Not too bad. I went to the doctor (a regular one) yesterday. I found out I have the beginnings of an upper respitory infection. Ew! I don't like being sick. But, she gave me a bottle of cough syrup with Codeine, so I can't complain. :) Hehe, jk. I'm feeling better about school and my mother. I guess it just really hurt my feelings, but I'm over it now. She doesn't understand and probably won't unless (God forbid) she experiences it. I wouldn't wish that on anyone. Maybe I could leave some literature around so she can read it. Hmm... So whats your favorite joke?
Elle

 

My favorite joke » Elle2021

Posted by DaisyM on February 12, 2004, at 10:48:59

In reply to Re: I'm Upset » DaisyM, posted by Elle2021 on February 12, 2004, at 1:05:13

What did the fish say when he ran into a solid rock?

...Damn!

:)

I'm also big on elephant jokes as I collect them. I have over 100 in my office.

 

I've Been Cut Off...

Posted by Elle2021 on February 12, 2004, at 15:58:10

In reply to My favorite joke » Elle2021, posted by DaisyM on February 12, 2004, at 10:48:59

I have an appointment with my therapist tomorrow. I told my mother about this and she decided suddenly that she, "Can't afford to pay for my therapy anymore." This, after an argument a week ago over her paranoid delusion that I only badmouth her during all my therapy sessions. I don't know what to do. She doesn't understand how badly I need to see my therapist. I'm almost afraid to ask if things can get any worse, but with my depression and insomnia, I think there about to. No, I'm not talking about suicide. I'm talking about losing all the progress I felt like I was making. I felt like I was making a lot of headway, and now once again it's hindered. I just don't know what to do anymore or how to deal with any of this.
Elle

 

Re: I've Been Cut Off... » Elle2021

Posted by Dinah on February 12, 2004, at 17:03:06

In reply to I've Been Cut Off..., posted by Elle2021 on February 12, 2004, at 15:58:10

I'm so sorry about that, Elle. Maybe she'll change her mind. Does your mother often make sudden decisions? If she does, does she often change them? Maybe your therapist could talk to her? Or your pdoc?

Do you have any counseling options through school, or places that work on a sliding scale? I know it's not the same thing as having your own therapist, but maybe it could help some, at least.

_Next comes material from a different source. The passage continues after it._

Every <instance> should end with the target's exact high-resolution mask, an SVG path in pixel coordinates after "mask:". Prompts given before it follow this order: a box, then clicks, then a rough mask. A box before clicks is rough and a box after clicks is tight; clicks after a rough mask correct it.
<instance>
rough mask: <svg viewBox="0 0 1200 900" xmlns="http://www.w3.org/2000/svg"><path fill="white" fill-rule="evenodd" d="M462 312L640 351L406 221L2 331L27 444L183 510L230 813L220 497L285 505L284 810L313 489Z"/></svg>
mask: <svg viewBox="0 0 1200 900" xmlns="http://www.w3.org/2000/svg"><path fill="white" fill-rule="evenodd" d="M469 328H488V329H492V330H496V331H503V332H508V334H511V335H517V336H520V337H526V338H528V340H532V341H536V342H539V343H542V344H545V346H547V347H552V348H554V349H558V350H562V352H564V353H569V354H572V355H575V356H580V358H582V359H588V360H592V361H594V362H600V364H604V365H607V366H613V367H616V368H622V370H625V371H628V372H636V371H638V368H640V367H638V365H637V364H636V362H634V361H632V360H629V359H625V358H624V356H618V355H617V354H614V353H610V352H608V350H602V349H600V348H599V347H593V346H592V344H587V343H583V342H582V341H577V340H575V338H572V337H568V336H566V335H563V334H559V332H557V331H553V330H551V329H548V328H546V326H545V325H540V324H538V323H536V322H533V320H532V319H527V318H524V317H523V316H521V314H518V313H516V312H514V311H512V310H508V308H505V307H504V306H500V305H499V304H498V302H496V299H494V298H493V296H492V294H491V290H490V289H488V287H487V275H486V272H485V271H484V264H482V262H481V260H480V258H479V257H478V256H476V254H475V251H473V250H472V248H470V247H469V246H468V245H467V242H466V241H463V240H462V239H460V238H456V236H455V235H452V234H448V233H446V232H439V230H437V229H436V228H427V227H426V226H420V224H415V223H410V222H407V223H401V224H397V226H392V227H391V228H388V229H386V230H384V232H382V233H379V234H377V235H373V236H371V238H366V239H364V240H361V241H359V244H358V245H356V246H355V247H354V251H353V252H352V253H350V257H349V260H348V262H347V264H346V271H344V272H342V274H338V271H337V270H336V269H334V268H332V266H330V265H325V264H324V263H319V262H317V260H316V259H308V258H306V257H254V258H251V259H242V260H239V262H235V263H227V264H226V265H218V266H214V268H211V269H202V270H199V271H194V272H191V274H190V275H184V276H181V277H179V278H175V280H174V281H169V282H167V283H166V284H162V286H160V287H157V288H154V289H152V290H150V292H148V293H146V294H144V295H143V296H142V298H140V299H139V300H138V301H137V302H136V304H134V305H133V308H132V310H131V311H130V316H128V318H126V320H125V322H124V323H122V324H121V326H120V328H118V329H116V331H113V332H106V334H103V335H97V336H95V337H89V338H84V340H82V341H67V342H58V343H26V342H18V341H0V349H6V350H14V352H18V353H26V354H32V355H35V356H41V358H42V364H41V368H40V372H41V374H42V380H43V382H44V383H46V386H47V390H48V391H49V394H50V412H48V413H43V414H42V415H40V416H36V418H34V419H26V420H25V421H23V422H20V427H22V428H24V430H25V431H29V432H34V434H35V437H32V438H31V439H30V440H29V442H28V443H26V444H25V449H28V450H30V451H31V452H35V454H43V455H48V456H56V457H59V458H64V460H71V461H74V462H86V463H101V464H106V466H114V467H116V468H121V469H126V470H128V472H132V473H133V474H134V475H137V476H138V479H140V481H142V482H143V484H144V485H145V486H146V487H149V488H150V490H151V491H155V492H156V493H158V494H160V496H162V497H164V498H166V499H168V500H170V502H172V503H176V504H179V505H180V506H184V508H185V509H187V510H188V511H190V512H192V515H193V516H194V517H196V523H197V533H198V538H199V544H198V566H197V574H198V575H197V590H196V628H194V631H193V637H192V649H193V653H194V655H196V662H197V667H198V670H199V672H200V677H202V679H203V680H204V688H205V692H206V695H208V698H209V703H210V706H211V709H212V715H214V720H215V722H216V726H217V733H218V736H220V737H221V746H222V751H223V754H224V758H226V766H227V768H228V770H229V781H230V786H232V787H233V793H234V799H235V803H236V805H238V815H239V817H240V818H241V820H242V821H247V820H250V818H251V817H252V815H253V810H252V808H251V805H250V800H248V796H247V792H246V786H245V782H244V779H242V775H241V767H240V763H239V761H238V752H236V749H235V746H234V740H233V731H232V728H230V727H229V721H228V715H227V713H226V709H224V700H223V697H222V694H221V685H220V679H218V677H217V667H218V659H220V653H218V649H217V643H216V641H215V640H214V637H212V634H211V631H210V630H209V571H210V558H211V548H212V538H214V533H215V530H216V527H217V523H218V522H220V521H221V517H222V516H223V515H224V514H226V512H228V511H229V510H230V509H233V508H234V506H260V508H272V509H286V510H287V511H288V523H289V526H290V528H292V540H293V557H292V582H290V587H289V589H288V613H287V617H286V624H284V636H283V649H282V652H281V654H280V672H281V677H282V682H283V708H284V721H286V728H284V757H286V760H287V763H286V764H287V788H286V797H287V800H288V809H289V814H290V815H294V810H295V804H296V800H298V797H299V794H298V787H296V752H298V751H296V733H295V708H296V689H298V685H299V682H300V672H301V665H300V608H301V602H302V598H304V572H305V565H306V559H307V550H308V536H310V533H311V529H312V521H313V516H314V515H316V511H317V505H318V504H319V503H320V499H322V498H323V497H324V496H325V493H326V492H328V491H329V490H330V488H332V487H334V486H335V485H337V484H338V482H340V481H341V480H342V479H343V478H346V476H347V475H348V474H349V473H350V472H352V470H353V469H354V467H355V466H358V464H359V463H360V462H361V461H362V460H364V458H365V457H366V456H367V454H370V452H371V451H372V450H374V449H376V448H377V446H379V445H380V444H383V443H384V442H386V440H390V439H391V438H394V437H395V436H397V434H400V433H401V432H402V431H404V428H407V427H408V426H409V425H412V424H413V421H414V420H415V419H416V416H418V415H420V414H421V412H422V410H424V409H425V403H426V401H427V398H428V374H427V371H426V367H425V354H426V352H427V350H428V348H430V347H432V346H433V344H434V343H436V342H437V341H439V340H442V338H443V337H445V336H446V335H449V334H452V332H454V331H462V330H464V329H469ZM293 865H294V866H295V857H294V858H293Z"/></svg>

I really do empathize. I had to throw myself on my husband's mercy this morning because I have far overrun my therapy budget this month. And am far under my work (and thus income) budget. My husband was great, but it's horrid to have to try to explain to someone just how badly you're feeling in order to justify the cost to them. :(

 

Re: I've Been Cut Off...

Posted by pegasus on February 12, 2004, at 18:45:58

In reply to Re: I've Been Cut Off... » Elle2021, posted by Dinah on February 12, 2004, at 17:03:06

Oh no! Elle, I hope she'll change her mind. I agree that it might be a good idea to look into other therapy options. Also, if you've been with your T for a while, maybe (s)he'll agree to reduce your rates for a couple of weeks until you can figure out what's going on? I also liked the idea of your T or pdoc talking to your mom. If you can handle that idea. I know I wouldn't want mine talking to my mom, but then I'm in my late 30s and haven't depended on my mom for much in the last 20 years.

I'm not sure exactly what your situation is, but it sounds like you don't have insurance. If you can give a few details, maybe we can help you brainstorm about options. Also, maybe your T can help come up with ideas.